Total contributions from individuals, corporations and foundations were estimated at $290.9 billion, up from $280.3 billion in 2009, the Giving USA Foundation reported. That represented growth of 3.8 percent in current dollars and 2.1 percent in inflation-adjusted dollars.
"That's good news following a combined drop of over 13 percent in 2008 and 2009," said Patrick Rooney, executive director of the Center on Philanthropy at Indiana University, which conducted research for the report.
"But the sobering reality is that many nonprofits are still hurting. If giving continues to grow at that rate, it will take five to six more years just to return to the level of giving we saw before the Great Recession."
The report included recalculated estimates for 2008 and 2009, based on the latest data from the IRS. Edith Falk, chairwoman of the Giving USA Foundation, said the new figures showed that the drop in contributions for those two years was the largest in four decades.
Giving by individuals -- which accounted for 73 percent of all gifts -- increased only slightly in 2010, according to the report. But corporate giving rose by 10.6 percent, and charitable bequests were up by 18.8 percent, a phenomenon that New York tax lawyer Andrew Grumet attributed to more focus by nonprofits on their donors' estate planning.
Churches and religious organizations received the largest share of the donations -- 35 percent.

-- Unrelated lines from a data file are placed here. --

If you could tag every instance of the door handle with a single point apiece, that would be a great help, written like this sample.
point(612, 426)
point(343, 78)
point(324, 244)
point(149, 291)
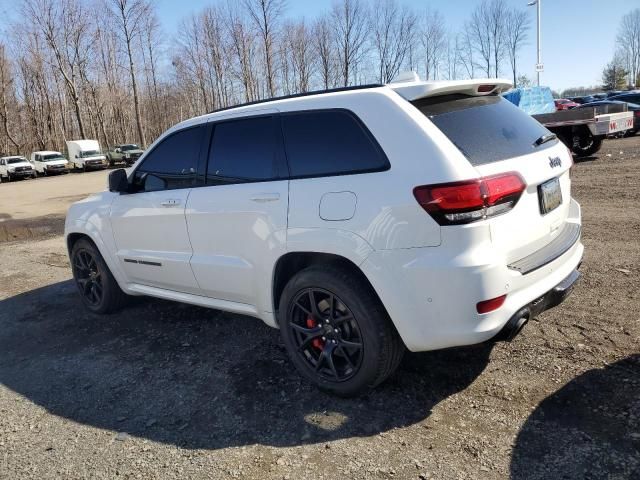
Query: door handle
point(265, 197)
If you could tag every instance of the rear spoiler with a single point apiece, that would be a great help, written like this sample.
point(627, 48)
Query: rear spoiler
point(409, 86)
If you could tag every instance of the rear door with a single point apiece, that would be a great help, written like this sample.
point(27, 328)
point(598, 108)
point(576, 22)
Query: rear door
point(149, 225)
point(237, 222)
point(497, 137)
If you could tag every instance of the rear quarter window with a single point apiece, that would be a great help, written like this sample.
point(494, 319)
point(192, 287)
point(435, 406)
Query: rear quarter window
point(485, 129)
point(329, 142)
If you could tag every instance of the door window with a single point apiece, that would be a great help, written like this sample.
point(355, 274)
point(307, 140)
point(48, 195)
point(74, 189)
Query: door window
point(173, 163)
point(329, 142)
point(243, 151)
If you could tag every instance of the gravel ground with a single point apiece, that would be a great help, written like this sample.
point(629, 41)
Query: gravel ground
point(163, 390)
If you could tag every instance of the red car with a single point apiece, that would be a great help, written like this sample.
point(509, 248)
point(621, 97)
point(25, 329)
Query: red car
point(564, 104)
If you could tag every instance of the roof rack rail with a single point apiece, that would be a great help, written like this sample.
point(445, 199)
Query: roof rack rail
point(298, 95)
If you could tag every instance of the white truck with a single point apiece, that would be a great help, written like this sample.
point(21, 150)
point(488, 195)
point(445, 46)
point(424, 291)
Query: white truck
point(46, 162)
point(15, 167)
point(86, 155)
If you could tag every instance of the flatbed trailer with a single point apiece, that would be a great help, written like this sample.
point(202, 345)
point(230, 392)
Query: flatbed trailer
point(582, 130)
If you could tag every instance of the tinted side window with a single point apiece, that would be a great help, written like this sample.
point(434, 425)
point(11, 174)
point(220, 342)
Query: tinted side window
point(329, 142)
point(173, 163)
point(485, 129)
point(243, 151)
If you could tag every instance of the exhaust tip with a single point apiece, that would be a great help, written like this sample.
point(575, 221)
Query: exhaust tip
point(514, 326)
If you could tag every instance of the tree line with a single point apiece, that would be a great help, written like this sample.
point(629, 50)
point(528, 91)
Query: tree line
point(623, 72)
point(105, 69)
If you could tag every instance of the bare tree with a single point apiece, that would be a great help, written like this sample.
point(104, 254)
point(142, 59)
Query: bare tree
point(298, 46)
point(515, 33)
point(64, 25)
point(393, 29)
point(497, 22)
point(629, 40)
point(433, 38)
point(129, 16)
point(349, 18)
point(479, 35)
point(264, 14)
point(242, 41)
point(324, 49)
point(7, 96)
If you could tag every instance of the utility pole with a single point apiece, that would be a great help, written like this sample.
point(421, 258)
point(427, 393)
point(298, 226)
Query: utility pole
point(539, 67)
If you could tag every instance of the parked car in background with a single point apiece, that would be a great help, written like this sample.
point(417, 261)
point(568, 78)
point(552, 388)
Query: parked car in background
point(85, 154)
point(564, 104)
point(629, 97)
point(127, 153)
point(14, 167)
point(319, 214)
point(584, 99)
point(47, 162)
point(632, 107)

The amount, $100.6 billion, was virtually the same as in 2009.
Gifts to education rose by 5.2 percent, and gifts to arts, culture and humanities groups rose by about 5.7 percent, while gifts to foundations, human service charities and the health sector changed only slightly from 2009. Gifts for international relief and development groups rose by 15.3 percent, due in part to generous giving for relief efforts related to the earthquake in Haiti.
Falk said Americans, on average, gave about 2 percent of disposable personal income to charitable causes -- a level that has been consistent over several decades.
"Today, they may have to dig deeper as their income and wealth have declined, but they have shown they are willing to do that," she said. "They may give to fewer organizations or they may temporarily decrease their overall giving -- but they still give."
Some giving patterns seem to have changed, according to Falk, who suggested that individual donors and corporations were increasingly concentrating their giving on the causes most important to them. She also said that many foundations have been reluctant to take on new programs or fund new organizations during the recent economic turmoil.
Thomas Mesaros of the Giving Institute, a consultant to many nonprofits, said charities should be grateful that Americans remain generous even in economic hard times, and he advised them to be creative in rousing donor enthusiasm.
"It's a truism that people who are engaged in volunteer pursuits tend to donate to the causes they participate in," he said. "How do we encourage more volunteerism?"